While reasons abound to explain the need of a Data Lake, one of the core reasons is the dramatic decrease of storage costs and thus enabling organizations to store humungous amounts of data.
Let us look at a few reasons for the emergence of the Data Lake with reference to the aspects in which the traditional approaches fail:
The traditional data warehouse (DW) systems are not designed to integrate, scale, and handle this exponential growth of multi-structured data.
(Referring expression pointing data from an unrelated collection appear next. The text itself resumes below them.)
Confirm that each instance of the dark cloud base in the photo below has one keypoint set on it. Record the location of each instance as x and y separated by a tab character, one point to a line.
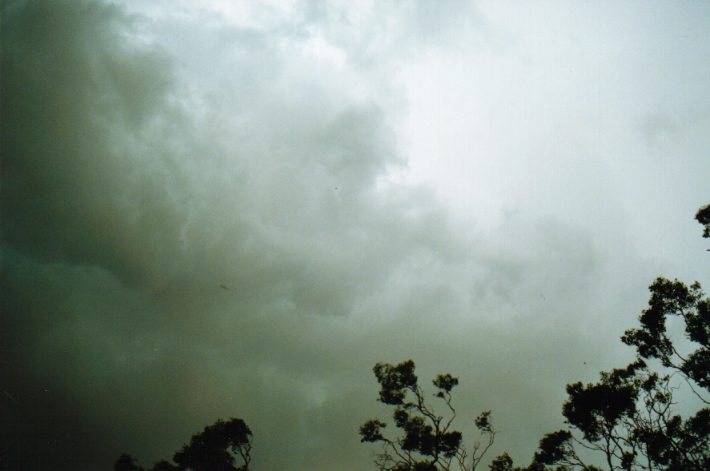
170	258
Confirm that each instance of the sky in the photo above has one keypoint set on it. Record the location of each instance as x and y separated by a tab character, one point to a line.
216	209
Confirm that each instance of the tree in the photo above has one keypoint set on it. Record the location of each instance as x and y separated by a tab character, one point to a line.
217	448
428	441
126	462
222	446
703	217
628	416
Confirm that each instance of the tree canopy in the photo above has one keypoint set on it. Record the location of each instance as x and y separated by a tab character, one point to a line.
222	446
427	440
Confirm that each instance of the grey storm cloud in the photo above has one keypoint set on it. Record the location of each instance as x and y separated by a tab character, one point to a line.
193	233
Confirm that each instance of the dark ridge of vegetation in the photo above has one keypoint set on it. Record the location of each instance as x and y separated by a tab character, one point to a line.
627	420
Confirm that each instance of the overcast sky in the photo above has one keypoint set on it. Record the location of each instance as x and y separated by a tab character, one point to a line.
216	209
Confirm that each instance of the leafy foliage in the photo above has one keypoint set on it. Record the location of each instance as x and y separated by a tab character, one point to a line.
703	217
628	415
222	446
427	440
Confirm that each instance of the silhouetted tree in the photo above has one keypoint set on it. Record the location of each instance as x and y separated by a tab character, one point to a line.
428	441
222	446
126	462
703	217
628	415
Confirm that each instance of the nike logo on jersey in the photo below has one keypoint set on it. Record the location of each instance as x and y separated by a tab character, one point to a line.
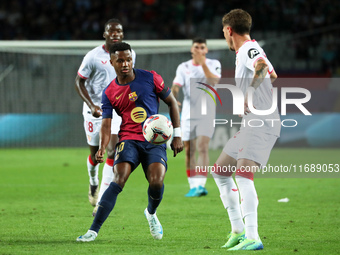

With the emergence of Big Data, there is a need to bring together data from disparate sources and to generate a meaning out of it; new types of data ranging from social text, audio, video, sensors, and clickstream data have to be integrated to find out complex relationships in the data.
The traditional systems lack the ability to integrate data from disparate sources. This leads to proliferation of data silos, due to which, business users view data in various perspectives, which eventually thwarts them from making precise and appropriate decisions.
The schema-on-write approach followed by traditional systems mandate the data model and analytical framework to be designed before any data is loaded. Upfront data modeling fails in a Big Data scenario as we are unaware of the nature of incoming data and the exploratory analysis that has to be performed in order to gain hidden insights. Analytical frameworks are designed to answer only specific questions identified at the design time. This approach does not allow for data discovery.
In traditional systems, it is difficult to identify what data is available and to integrate the data to answer a question. Metadata management and lineage tracking of data is not available or difficult to implement; manual recreation of data lineage is error-prone and consumes a lot of time.